Chapter 13 - Plant modification techniques in horticulture and DNA-free CRISPR-based genome editing in plants

Abstract

Horticulture, a branch of agriculture that has been around for thousands of years, has played a crucial role in providing humans with the necessary nutrition to survive. One of the primary objectives of genetic breeding programs in agriculture is to develop cultivars and varieties that can withstand stress and disease. Thanks to advancements in plant biotechnology and breeding, unique opportunities are now available, such as different plant transformation techniques, the ability to modify gene expression patterns, and the development of transgenics with various genes related to pesticides and insecticides. There are two primary methods for plant transformation: vectorless or direct genetic transformation and Agrobacterium tumefaciens-mediated transformation. These innovative plant improvement techniques are necessary in horticulture to create new varieties that can increase yield, reduce disease incidence, and tolerate adverse environmental conditions.

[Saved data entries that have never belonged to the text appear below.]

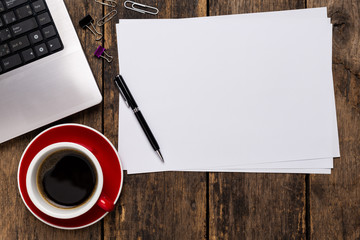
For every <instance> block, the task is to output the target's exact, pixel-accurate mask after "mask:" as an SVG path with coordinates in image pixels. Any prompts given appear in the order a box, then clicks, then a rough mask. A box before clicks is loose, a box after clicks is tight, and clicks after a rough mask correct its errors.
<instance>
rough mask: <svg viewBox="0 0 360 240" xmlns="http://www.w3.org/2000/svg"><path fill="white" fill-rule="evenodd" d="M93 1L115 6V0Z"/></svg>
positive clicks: (97, 2) (103, 3) (98, 0)
mask: <svg viewBox="0 0 360 240" xmlns="http://www.w3.org/2000/svg"><path fill="white" fill-rule="evenodd" d="M95 2H97V3H100V4H102V5H105V6H108V7H116V1H115V0H95Z"/></svg>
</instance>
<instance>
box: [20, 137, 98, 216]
mask: <svg viewBox="0 0 360 240" xmlns="http://www.w3.org/2000/svg"><path fill="white" fill-rule="evenodd" d="M26 186H27V191H28V193H29V197H30V199H31V201H32V202H33V203H34V204H35V205H36V207H37V208H39V210H41V211H42V212H44V213H45V214H47V215H49V216H52V217H55V218H61V219H69V218H74V217H77V216H80V215H82V214H84V213H85V212H87V211H88V210H90V209H91V207H93V206H94V205H95V204H96V202H97V201H98V199H99V197H100V193H101V191H102V187H103V174H102V171H101V166H100V164H99V162H98V161H97V159H96V158H95V156H94V155H93V154H92V153H91V152H90V151H89V150H88V149H86V148H84V147H82V146H81V145H78V144H75V143H65V142H63V143H55V144H52V145H50V146H48V147H46V148H44V149H43V150H41V151H40V152H39V153H38V154H37V155H36V156H35V157H34V159H33V160H32V162H31V164H30V166H29V169H28V173H27V178H26Z"/></svg>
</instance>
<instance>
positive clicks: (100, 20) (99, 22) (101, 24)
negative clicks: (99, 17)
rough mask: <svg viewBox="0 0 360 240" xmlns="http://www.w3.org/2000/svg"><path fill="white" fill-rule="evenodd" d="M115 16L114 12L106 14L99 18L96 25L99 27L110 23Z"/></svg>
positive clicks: (110, 12) (113, 10)
mask: <svg viewBox="0 0 360 240" xmlns="http://www.w3.org/2000/svg"><path fill="white" fill-rule="evenodd" d="M116 14H117V11H116V10H112V11H111V12H109V13H108V14H106V15H105V16H104V17H103V18H101V19H100V20H98V21H97V24H98V26H99V27H101V26H103V25H104V24H105V23H107V22H108V21H110V20H111V19H112V18H113V17H115V16H116Z"/></svg>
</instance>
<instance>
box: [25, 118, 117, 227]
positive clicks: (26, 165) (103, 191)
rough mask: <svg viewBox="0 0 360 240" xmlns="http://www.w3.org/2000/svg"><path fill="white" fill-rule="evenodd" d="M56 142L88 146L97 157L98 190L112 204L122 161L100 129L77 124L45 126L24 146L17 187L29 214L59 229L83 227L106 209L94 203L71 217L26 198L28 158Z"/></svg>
mask: <svg viewBox="0 0 360 240" xmlns="http://www.w3.org/2000/svg"><path fill="white" fill-rule="evenodd" d="M57 142H73V143H77V144H79V145H82V146H83V147H85V148H87V149H88V150H90V151H91V152H92V153H93V154H94V155H95V157H96V158H97V159H98V161H99V163H100V165H101V168H102V171H103V175H104V186H103V190H102V193H103V194H105V195H106V196H107V197H108V198H109V200H111V201H113V202H114V204H115V203H116V201H117V200H118V198H119V196H120V192H121V188H122V183H123V173H122V169H123V168H122V165H121V161H120V159H119V155H118V154H117V151H116V149H115V148H114V146H113V145H112V144H111V142H110V141H109V140H108V139H107V138H105V137H104V135H102V134H101V133H100V132H98V131H96V130H94V129H92V128H90V127H87V126H84V125H80V124H63V125H58V126H55V127H52V128H49V129H47V130H45V131H43V132H42V133H40V134H39V135H38V136H37V137H35V138H34V139H33V140H32V141H31V142H30V143H29V145H28V146H27V148H26V149H25V151H24V153H23V155H22V157H21V160H20V164H19V169H18V187H19V191H20V194H21V197H22V199H23V201H24V203H25V205H26V207H27V208H28V209H29V210H30V212H31V213H32V214H34V215H35V217H37V218H38V219H39V220H41V221H43V222H44V223H46V224H48V225H50V226H53V227H56V228H62V229H78V228H83V227H87V226H89V225H91V224H94V223H96V222H97V221H99V220H100V219H102V218H103V217H104V216H105V215H106V214H107V212H106V211H104V210H103V209H102V208H100V207H99V206H97V205H94V207H92V208H91V209H90V210H89V211H88V212H86V213H84V214H83V215H81V216H79V217H76V218H71V219H57V218H53V217H50V216H48V215H46V214H45V213H43V212H41V211H40V210H39V209H38V208H37V207H36V206H35V205H34V204H33V203H32V202H31V200H30V197H29V195H28V193H27V190H26V173H27V170H28V168H29V165H30V162H31V160H32V159H33V158H34V157H35V155H36V154H37V153H38V152H39V151H40V150H41V149H43V148H45V147H46V146H48V145H50V144H53V143H57Z"/></svg>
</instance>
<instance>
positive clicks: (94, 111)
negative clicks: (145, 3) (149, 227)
mask: <svg viewBox="0 0 360 240" xmlns="http://www.w3.org/2000/svg"><path fill="white" fill-rule="evenodd" d="M65 3H66V5H67V8H68V10H69V14H70V16H71V18H72V21H73V24H74V26H75V29H76V30H77V33H78V35H79V38H80V41H81V43H82V46H83V48H84V51H85V52H86V55H87V58H88V61H89V63H90V66H91V68H92V69H93V71H94V75H95V78H96V79H97V82H98V85H99V87H100V89H101V88H102V63H101V62H99V61H97V59H94V58H93V57H92V54H91V52H93V51H94V50H95V49H94V48H95V47H96V44H95V41H94V39H93V37H92V35H90V33H89V32H84V30H82V29H81V28H80V27H78V22H79V20H80V19H81V18H82V17H84V16H85V15H86V13H90V14H91V15H92V16H93V17H99V16H100V15H101V14H102V8H95V7H94V6H93V4H92V3H93V1H90V0H88V1H71V0H65ZM24 121H26V119H24ZM68 122H77V123H81V124H85V125H88V126H90V127H93V128H95V129H97V130H100V131H101V129H102V105H98V106H95V107H92V108H90V109H88V110H85V111H82V112H81V113H78V114H75V115H73V116H71V117H68V118H65V119H62V120H59V121H57V122H55V123H52V124H49V125H48V126H45V127H42V128H40V129H37V130H34V131H32V132H30V133H28V134H25V135H23V136H21V137H17V138H15V139H13V140H11V141H8V142H6V143H3V144H1V145H0V156H1V161H0V196H1V198H0V212H1V215H2V217H1V218H0V239H100V238H101V234H102V232H101V229H102V223H101V222H99V223H97V224H95V225H93V226H91V227H88V228H85V229H81V230H76V231H67V230H60V229H55V228H53V227H50V226H48V225H46V224H44V223H42V222H41V221H39V220H38V219H37V218H35V217H34V216H33V215H32V214H31V213H30V211H28V209H27V208H26V207H25V205H24V203H23V201H22V199H21V197H20V194H19V192H18V188H17V168H18V164H19V161H20V158H21V154H22V152H23V151H24V149H25V148H26V146H27V144H28V143H29V142H30V141H31V140H32V139H33V138H34V137H35V136H36V135H37V134H39V133H40V132H41V131H43V130H44V129H46V128H48V127H50V126H53V125H56V124H60V123H68Z"/></svg>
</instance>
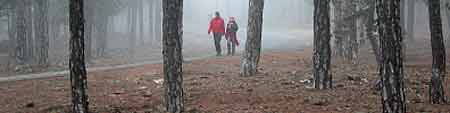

However, the emergence of DNA-free CRISPR-associated gene editing technology has revolutionized plant breeding. This technique allows for rapid and precise gene editing, demonstrating the potential to increase stress tolerance, reduce the time of flowering and ripening, enhance disease and pest resistance, and improve crop yield, quality, and other characteristics. This powerful technology has the potential to promote sustainable development in agriculture and play a critical role in addressing future food scarcity challenges. With the ability to create new varieties that can withstand harsh environmental conditions and resist pests and diseases, we can ensure that we have a steady supply of nutritious food for generations to come.